Der größte Unterschied zwischen damals und heute ist: Ich bin aufmerksamer, mehr da, ich bin weniger getrieben als mit Anfang zwanzig, als alles existenziell war. Und auch heute mache ich mit meiner Partnerin alles halbe-halbe: Haushalt, Einkommen, Kind. Sie will was von ihrem Beruf. Ich will was von meinem Beruf. Also schmeißen wir uns die Bälle zu. In den ersten Kinderjahren bildete sie sich fort, war im ganzen Land unterwegs und ich mit Sohn bin ihr hinterher gereist. So konnte man einen Mann mit Bart und Kind vor dem Bauch durch Schneewälder und Sommerstädte stapfen sehen. Immer im Drei-Stunden-Radius um die Mutter herum. Denn dann mussten wir wieder da sein, zum Stillen.
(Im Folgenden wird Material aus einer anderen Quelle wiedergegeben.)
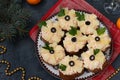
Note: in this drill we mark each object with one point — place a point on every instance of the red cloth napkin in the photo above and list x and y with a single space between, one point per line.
84 6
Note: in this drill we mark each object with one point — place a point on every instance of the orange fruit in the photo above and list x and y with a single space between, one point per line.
118 23
33 2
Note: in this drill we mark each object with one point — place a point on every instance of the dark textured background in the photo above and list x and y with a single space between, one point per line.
23 52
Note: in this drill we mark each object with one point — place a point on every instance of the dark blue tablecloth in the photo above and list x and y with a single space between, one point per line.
23 52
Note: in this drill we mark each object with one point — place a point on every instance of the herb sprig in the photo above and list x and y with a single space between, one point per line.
47 47
80 16
42 23
61 13
73 31
96 51
62 67
101 30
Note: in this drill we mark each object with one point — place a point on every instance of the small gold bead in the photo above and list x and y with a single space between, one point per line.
2 61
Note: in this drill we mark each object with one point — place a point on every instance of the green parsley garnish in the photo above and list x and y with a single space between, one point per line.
101 30
80 16
62 67
48 47
73 31
42 23
61 13
96 51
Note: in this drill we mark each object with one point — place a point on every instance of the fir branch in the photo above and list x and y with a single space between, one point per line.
13 19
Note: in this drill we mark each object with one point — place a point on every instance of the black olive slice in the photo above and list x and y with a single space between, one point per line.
74 39
67 17
87 22
53 30
97 38
92 57
52 51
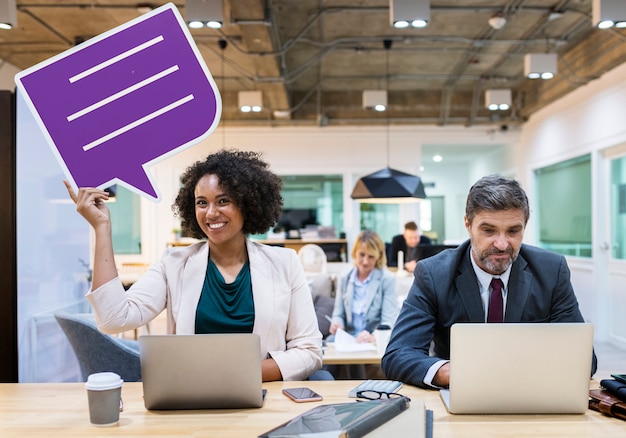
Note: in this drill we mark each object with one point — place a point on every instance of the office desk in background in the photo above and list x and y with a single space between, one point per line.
60 410
333 357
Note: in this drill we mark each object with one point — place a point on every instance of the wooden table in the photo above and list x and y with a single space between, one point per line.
333 357
60 410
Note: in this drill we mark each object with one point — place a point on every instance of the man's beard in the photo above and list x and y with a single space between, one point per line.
495 267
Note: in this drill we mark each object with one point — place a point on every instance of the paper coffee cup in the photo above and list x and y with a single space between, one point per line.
104 391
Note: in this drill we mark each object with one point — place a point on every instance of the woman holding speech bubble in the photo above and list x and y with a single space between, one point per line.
226 284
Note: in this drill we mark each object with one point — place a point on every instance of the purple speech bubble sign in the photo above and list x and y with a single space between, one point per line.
124 100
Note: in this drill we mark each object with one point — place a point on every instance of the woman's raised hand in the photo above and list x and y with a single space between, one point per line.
90 203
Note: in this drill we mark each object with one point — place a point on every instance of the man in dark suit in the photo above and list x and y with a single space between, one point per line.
407 242
454 286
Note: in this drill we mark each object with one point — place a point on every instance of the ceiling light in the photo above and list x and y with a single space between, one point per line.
498 100
200 13
608 13
497 21
405 13
540 65
250 101
387 186
8 14
375 99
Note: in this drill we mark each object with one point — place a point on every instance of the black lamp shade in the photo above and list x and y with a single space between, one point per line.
388 186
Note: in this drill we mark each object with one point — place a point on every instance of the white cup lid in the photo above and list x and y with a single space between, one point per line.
103 381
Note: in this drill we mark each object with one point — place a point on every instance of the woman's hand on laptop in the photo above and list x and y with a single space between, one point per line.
442 377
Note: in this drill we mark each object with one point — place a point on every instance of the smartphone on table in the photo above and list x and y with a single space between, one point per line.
301 395
619 377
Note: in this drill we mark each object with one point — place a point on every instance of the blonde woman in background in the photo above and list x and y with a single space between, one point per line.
366 299
367 293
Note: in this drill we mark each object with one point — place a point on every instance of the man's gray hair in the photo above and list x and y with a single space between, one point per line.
495 193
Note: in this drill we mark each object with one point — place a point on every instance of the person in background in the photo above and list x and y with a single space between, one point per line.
454 286
407 242
226 284
366 296
366 299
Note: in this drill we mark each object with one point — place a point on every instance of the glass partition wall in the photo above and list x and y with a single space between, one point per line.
564 207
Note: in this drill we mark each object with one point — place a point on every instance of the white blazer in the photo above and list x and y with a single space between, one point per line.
284 315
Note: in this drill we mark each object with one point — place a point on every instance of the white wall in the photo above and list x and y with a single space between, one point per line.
588 121
7 73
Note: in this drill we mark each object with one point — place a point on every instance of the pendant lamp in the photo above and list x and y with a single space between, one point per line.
388 186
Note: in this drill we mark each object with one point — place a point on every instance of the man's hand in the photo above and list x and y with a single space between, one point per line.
442 378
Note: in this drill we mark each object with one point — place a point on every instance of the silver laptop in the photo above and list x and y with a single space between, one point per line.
201 371
534 368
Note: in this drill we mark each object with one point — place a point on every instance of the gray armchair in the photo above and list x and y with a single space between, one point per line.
96 351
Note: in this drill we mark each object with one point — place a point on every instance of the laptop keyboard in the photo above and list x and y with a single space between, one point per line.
376 385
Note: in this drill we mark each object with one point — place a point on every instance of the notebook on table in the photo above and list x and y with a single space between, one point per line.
201 371
533 368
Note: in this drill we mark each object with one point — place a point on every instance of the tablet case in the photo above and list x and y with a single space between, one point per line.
343 420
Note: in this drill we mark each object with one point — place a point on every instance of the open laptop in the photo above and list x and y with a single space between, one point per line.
201 371
532 368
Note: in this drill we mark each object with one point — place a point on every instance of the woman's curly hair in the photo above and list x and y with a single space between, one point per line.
245 178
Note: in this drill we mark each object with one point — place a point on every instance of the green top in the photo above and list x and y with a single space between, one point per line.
225 308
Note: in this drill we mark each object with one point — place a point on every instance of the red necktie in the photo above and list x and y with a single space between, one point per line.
495 312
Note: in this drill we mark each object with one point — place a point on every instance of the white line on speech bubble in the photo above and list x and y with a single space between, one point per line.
117 58
122 93
138 122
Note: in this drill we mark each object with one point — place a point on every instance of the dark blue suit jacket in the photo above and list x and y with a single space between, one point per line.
446 291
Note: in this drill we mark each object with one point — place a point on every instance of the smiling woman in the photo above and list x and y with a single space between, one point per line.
224 284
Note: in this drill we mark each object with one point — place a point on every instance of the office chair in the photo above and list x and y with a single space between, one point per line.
97 351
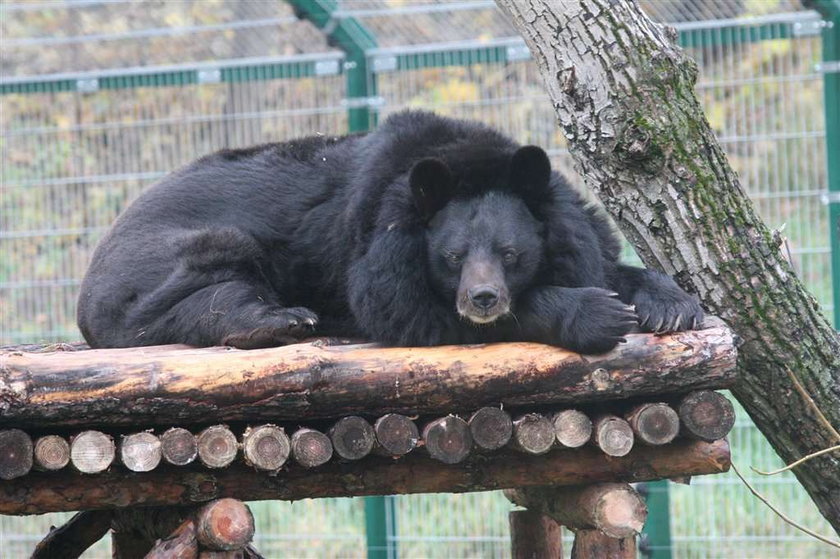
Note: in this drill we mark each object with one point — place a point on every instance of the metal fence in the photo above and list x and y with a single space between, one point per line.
84 128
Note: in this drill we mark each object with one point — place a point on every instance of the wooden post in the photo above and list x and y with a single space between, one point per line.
15 454
615 509
75 536
534 536
593 544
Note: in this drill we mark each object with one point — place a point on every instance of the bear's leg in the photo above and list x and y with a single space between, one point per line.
581 319
662 306
235 313
217 292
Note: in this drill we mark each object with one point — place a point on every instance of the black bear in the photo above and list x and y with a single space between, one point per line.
427 231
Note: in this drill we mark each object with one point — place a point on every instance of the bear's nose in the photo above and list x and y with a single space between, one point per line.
483 296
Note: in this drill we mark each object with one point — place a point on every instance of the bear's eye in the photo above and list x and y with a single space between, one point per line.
454 258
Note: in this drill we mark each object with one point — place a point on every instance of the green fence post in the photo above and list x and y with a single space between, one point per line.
657 531
830 11
354 39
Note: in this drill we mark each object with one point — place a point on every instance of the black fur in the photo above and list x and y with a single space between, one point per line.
414 234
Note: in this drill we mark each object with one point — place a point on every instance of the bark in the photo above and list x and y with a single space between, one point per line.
624 96
593 544
75 536
172 385
415 473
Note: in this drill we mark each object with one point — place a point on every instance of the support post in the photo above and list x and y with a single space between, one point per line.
656 536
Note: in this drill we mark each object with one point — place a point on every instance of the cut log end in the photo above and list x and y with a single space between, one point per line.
311 448
572 428
224 525
15 454
654 423
92 452
266 447
613 435
533 433
491 428
448 439
51 453
396 434
706 415
140 452
178 446
352 437
620 512
217 446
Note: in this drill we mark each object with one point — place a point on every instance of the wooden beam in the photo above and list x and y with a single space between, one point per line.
41 492
166 385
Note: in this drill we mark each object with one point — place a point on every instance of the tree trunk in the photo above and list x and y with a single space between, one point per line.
168 385
624 96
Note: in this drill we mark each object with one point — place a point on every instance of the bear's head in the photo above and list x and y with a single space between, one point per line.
486 248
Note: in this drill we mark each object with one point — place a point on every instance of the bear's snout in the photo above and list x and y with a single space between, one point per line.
483 296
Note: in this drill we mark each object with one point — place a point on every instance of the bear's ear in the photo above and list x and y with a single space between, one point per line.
530 172
432 186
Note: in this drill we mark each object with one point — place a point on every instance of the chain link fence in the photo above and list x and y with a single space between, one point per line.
101 98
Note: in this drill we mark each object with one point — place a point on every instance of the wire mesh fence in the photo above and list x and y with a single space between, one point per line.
84 127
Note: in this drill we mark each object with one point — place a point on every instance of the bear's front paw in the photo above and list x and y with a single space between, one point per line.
275 328
599 322
667 310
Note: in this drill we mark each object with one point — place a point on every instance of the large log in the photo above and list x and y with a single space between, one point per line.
41 492
167 385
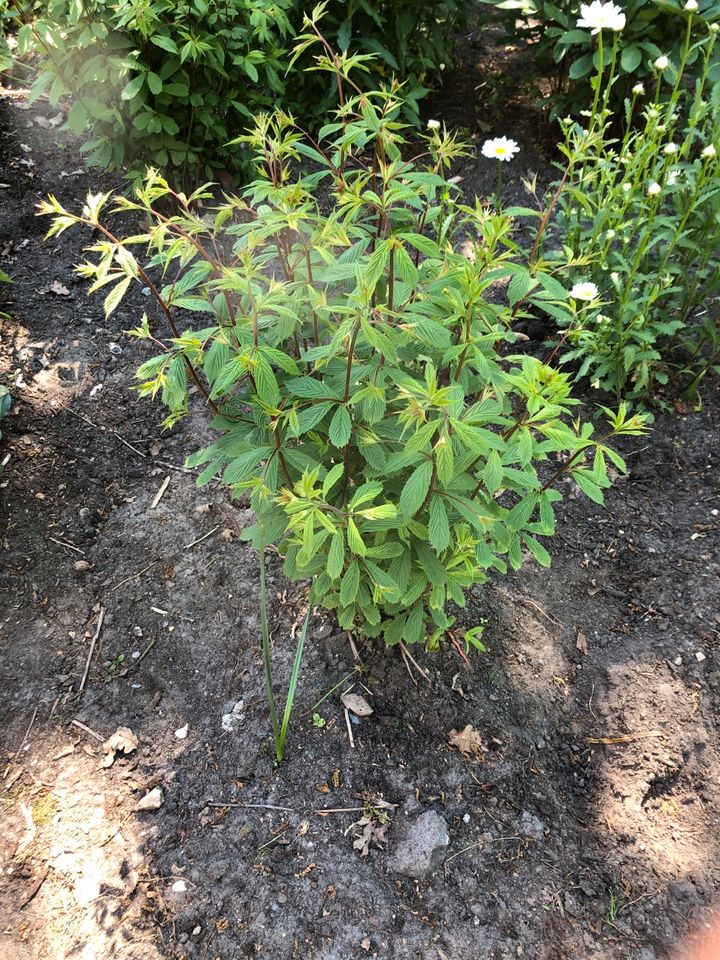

Ich bin heute viel mehr in Sorge als damals. Wie oft ich »Achtung« oder »Aufpassen« oder »Vorsicht« sage! Ich gehe mir schon selbst auf die Nerven. Sehe überall Gefahren und Hindernisse, die ich für meinen Sohn aus dem Weg räumen zu müssen glaube. Was natürlich Quatsch ist. Aber es fällt mir schwer, das zu unterdrücken. Neulich musste er operiert werden, nichts Schlimmes, aber mit Vollnarkose. Und als er dann dalag, betäubt und hilflos, wurde mir ganz anders. Vielleicht war es, weil er außerhalb meiner Reichweite war, an einem Ort, an dem ich ihn in diesem Moment nicht beschützen konnte.

So. Nun aber soll noch eins her. Ein Geschwisterkind. Ihr zweites, mein drittes. Puh. Ich habe wirklich nichts gegen Kinder. Meine zwei zu sehen, ihnen zuzuhören, mit ihnen rumzualbern, sie zu nerven, erfüllt mich mit unbändiger Lebensfreude. Aber noch eins? Wenn das dritte ausgewachsen wäre, dann wäre ich 55, 56, 57 Jahre. Ein richtig alter Sack, der den größten Teil seines Lebens mit Kindergroßziehen verbracht hätte. Ich bin ja jetzt schon so müde.

Ich schätze, das dritte Kind kommt dann einfach, wenn ich nicht mehr so viel darüber nachgrüble.